Separately, the HHS inspector general this month said ensuring that drugs are appropriately prescribed in Medicare and Medicaid is a top priority. The inspector general in June said that Medicare has not done enough to look for questionable prescribing among doctors and cited ProPublica’s analysis in its report.
The inspector general is currently researching how vigorously insurers are flagging and referring Part D fraud to Medicare.
Elsewhere, disciplinary actions have been taken against two of the doctors mentioned in ProPublica’s articles.
Dr. Adolphus Lewis, credited with more than 100,000 prescriptions in the program in 2011, was disciplined by Texas’ medical board in October 2013 for failing to keep adequate records of his examinations of a patient who had skin ulcers and pneumonia. He was ordered to have his practice monitored by another physician and to take a recordkeeping course.
The board noted that its action did not reflect poor care provided by Lewis, who has declined previous requests for comment by ProPublica.
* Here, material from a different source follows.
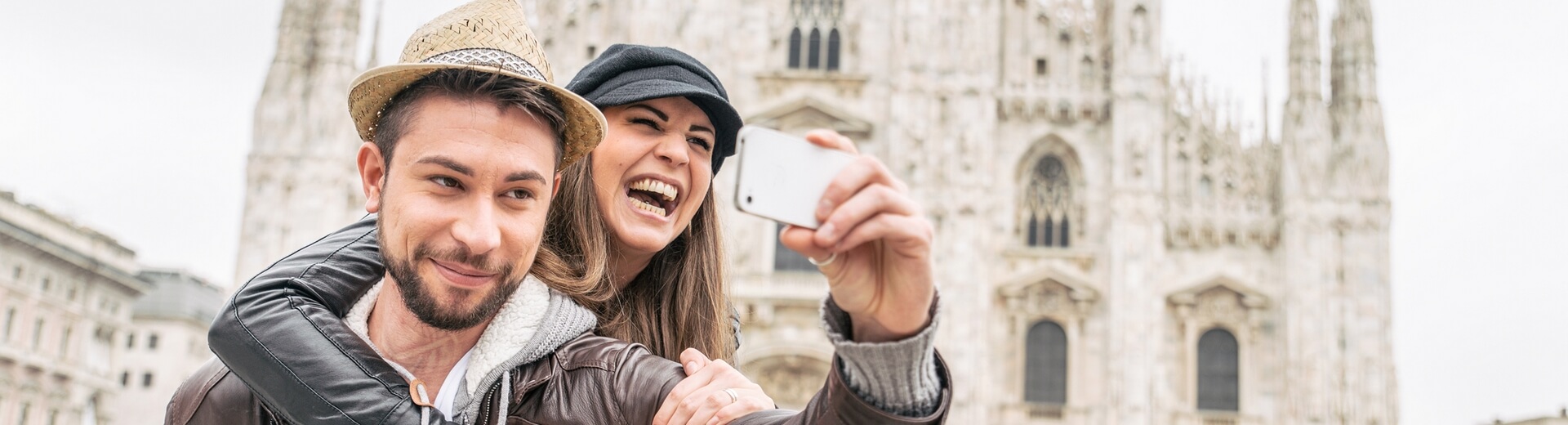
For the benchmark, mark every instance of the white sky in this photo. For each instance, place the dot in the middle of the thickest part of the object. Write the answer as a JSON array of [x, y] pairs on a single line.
[[136, 118]]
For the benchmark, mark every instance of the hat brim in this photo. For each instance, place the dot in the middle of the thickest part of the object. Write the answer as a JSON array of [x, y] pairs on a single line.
[[372, 90], [717, 109]]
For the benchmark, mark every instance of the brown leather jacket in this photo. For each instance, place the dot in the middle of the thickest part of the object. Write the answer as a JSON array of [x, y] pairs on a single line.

Lewis could not be reached for this article.
ProPublica had reported that Lewis had been sued repeatedly for malpractice and that his license had been temporarily restricted in 1998 for improper prescribing of painkillers.
Also in October, the Florida medical board reprimanded and fined Dr. Fernando Mendez-Villamil, who had been accused of giving patients as young as 3 a variety of mental health drugs without properly diagnosing or monitoring them.
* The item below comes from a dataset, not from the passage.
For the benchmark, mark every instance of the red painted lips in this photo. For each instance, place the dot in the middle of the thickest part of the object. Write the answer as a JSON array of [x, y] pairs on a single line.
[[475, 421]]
ProPublica had reported how in April 2010, Florida Medicaid expelled Mendez-Villamil without publicly revealing its reasons. An internal memo cited concerns about "the volume of patients being seen, and the medications being prescribed."
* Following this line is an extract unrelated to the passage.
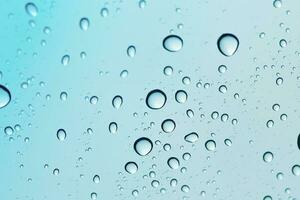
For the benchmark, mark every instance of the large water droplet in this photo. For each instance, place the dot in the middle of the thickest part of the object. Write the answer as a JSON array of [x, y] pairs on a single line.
[[168, 126], [131, 167], [172, 43], [173, 163], [31, 9], [143, 146], [84, 23], [228, 44], [156, 99], [191, 137], [61, 134], [5, 96]]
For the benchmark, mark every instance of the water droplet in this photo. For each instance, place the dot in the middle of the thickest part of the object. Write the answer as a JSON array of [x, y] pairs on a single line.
[[210, 145], [228, 44], [156, 99], [191, 137], [61, 134], [172, 43], [31, 9], [131, 51], [168, 70], [181, 96], [168, 125], [96, 179], [113, 127], [143, 146], [296, 170], [277, 3], [65, 60], [268, 156], [173, 163], [117, 102], [5, 96], [84, 23], [131, 167]]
In 2011, Mendez-Villamil remained one of Medicare’s top prescribers of mental health drugs. His lawyer, Michael Gennett, said in an email that “after review of the Board of Medicine's allegation by an independent expert, the parties amicably resolved their differences without any admission of wrongdoing by Dr. Mendez.”
Beyond that, new data from Medicare continues to show massive prescribing in 2012 by doctors who say they were victims of fraud schemes. Earlier this month, ProPublica reported how Medicare was slow to stop or even question doctors whose prescription patterns within the program bore the hallmarks of fraud.
One of those was Florida Dr. Carmen Ortiz-Butcher, whose prescribing costs in Part D jumped from $282,000 in 2010 to $4 million the following year. The doctor’s lawyer said Ortiz-Butcher stumbled upon the fraud a couple months ago when her brother received a package of prescriptions ostensibly written by her.
Data released by Medicare after ProPublica’s story shows that an additional $4.9 million in prescriptions were attributed to Ortiz-Butcher in 2012.
Another doctor’s prescribing in Part D plummeted in 2012 after drawing the scrutiny of fraud investigators in 2010 and 2011. California psychiatrist Ernest Bagner was credited with only $38,000 in prescriptions last year. In the two prior years, his prescription tally totaled more than $7 million. In an interview, Bagner said none of this prescribing was his and that his identity had been stolen.
Finally, despite arrests on health care fraud charges in 2011, two providers in Michigan still racked up hundreds of thousands of dollars in new prescriptions in 2012.
Anmy Tran, a Michigan podiatrist found guilty this year of health care fraud, was credited with $158,000 worth of drugs, and Mark Greenbain, a Michigan psychiatrist who pleaded guilty to health care fraud this year, wrote prescriptions worth $517,000, Medicare data show.
Both physicians were cited in the ProPublica article published earlier this month about fraud in the program.
Jennifer LaFleur, ProPublica’s former director of computer-assisted reporting, contributed to this report.